Zuletzt gibt es die Möglichkeit, einen zweiten Kreditnehmer mit ins Boot zu holen, den Kredit von einer festangestellten Person aufnehmen zu lassen oder einen Bürgen zu nutzen. Hierbei gibt es jedoch, sich über die Risiken im Klaren zu sein:

  • Zweiter Kreditnehmer – kann der Selbstständige nicht die Raten begleichen, so steht der zweite Kreditnehmer für den Restbetrag ein. Nicht selten wird der Ehepartner genutzt und es lauern dieselben Gefahren, die bei vielen Hausfinanzierungen auftreten: Was passiert im Falle der Trennung?
  • Anderer Kreditnehmer – dieser Fall muss im Innenverhältnis mit einem korrekten und abgesicherten Vertrag geklärt werden. Die andere Person nimmt den Kredit für den Selbstständigen auf, ist jedoch der Bank gegenüber alleinig verpflichtet. Der Selbstständige muss die Raten sicher an den Kreditnehmer zahlen, denn sonst gerät dieser in finanzielle Probleme.
  • Bürgen – auch hier ist die Verantwortung hoch, da der Bürge für den Kredit aufkommen muss, wenn der Selbstständige nicht die Raten begleichen kann. Es gibt zwei Bürgschaftsarten: die selbstschuldnerische Bürgschaft und die Ausfallbürgschaft.

Alle drei Lösungen sind zielführend, nur sollte keine von ihnen unbedacht und übereilt genutzt werden. Gerät der Selbstständige in finanzielle Schwierigkeiten, zieht er den Bürgen oder weiteren Kreditnehmer unweigerlich mit hinein.

Staatliche Förderungen als Alternative

Handelt es sich bei dem Kreditwunsch um einen explizit mit dem Beruf zusammenhängenden Grund, so bieten sich staatliche Förderungen an. Die »Kreditbank für Wiederaufbau«, kurz KfW, stellt Unternehmern etliche Produkte vor, die alleinstehend genutzt oder aber mit einem anderweitigen Kredit kombiniert werden können.

Die Vorteile sind oft deutlich niedrigere Zinsen und die Nutzung von Fördermitteln. Dabei spielt es eine nur geringe Rolle, wie lang das Unternehmen schon am Markt ist: Es gibt sowohl für Start-ups als auch für etablierte Betriebe Förderkredite. Sie sind zweckgebunden und dienen beispielsweise dem Ausbau des Maschinenparks, der Erweiterung des Unternehmens, aber auch der Sanierung der zum Betrieb gehörenden und sich im Eigentum des Unternehmers befindlichen Gebäude.
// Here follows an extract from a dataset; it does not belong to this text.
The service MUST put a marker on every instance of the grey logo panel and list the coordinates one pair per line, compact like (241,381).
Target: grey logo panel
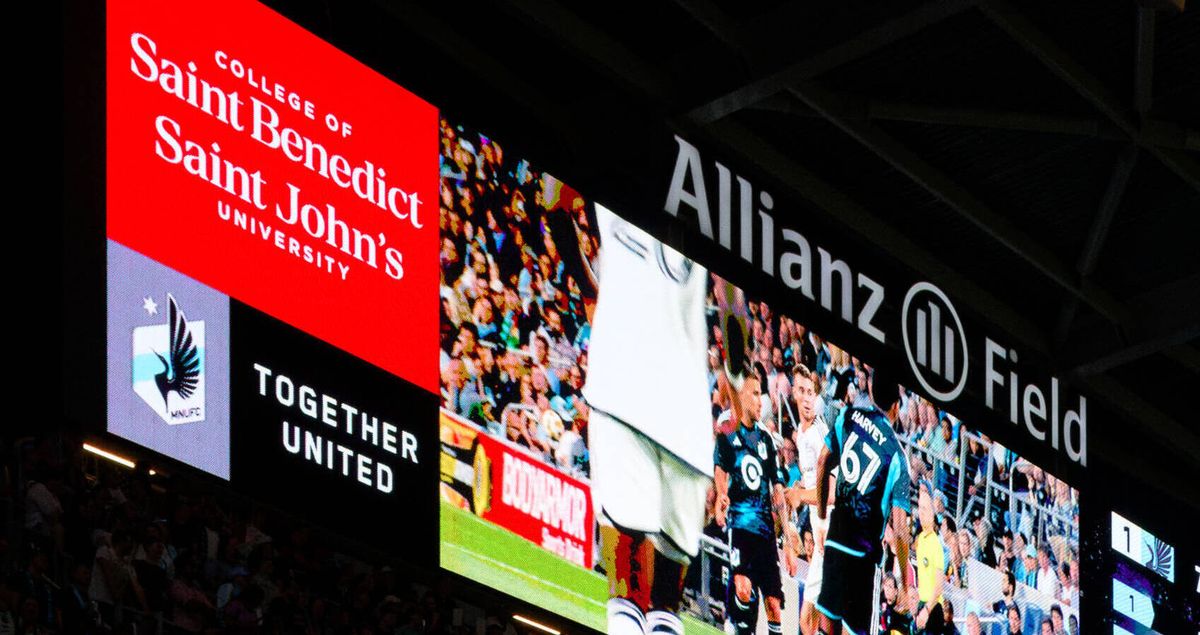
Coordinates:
(935,342)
Fazit – Vorarbeit leisten und vergleichen

Die besten Chancen auf einen Kredit hat ein Selbstständiger, wenn er praktisch seine vergangenen, aktuellen und künftigen Einnahmen direkt vorweisen kann. Unternehmer müssen bezüglich ihres Einkommens mehr Arbeit als Angestellte leisten, da die Einnahmen nicht wie einfaches Gehalt monatlich überwiesen werden. Sind die Vorarbeiten geleistet, geht es an den Vergleich der Angebote und die Überlegung, ob sich staatliche Förderungen eignen oder lohnen. Kredite der KfW werden nicht direkt dort ausgegeben, sondern stets über die Hausbank beantragt. Übrigens ist es nie ein Fehler, wenn Unternehmer vor Ort in der Stadt, dem Landkreis oder auch der Landesregierung prüfen, ob es gesonderte Fördermittel gibt. Viele Länder bieten eigene Fördermittel an, die mit den Angeboten der KfW kombiniert werden können.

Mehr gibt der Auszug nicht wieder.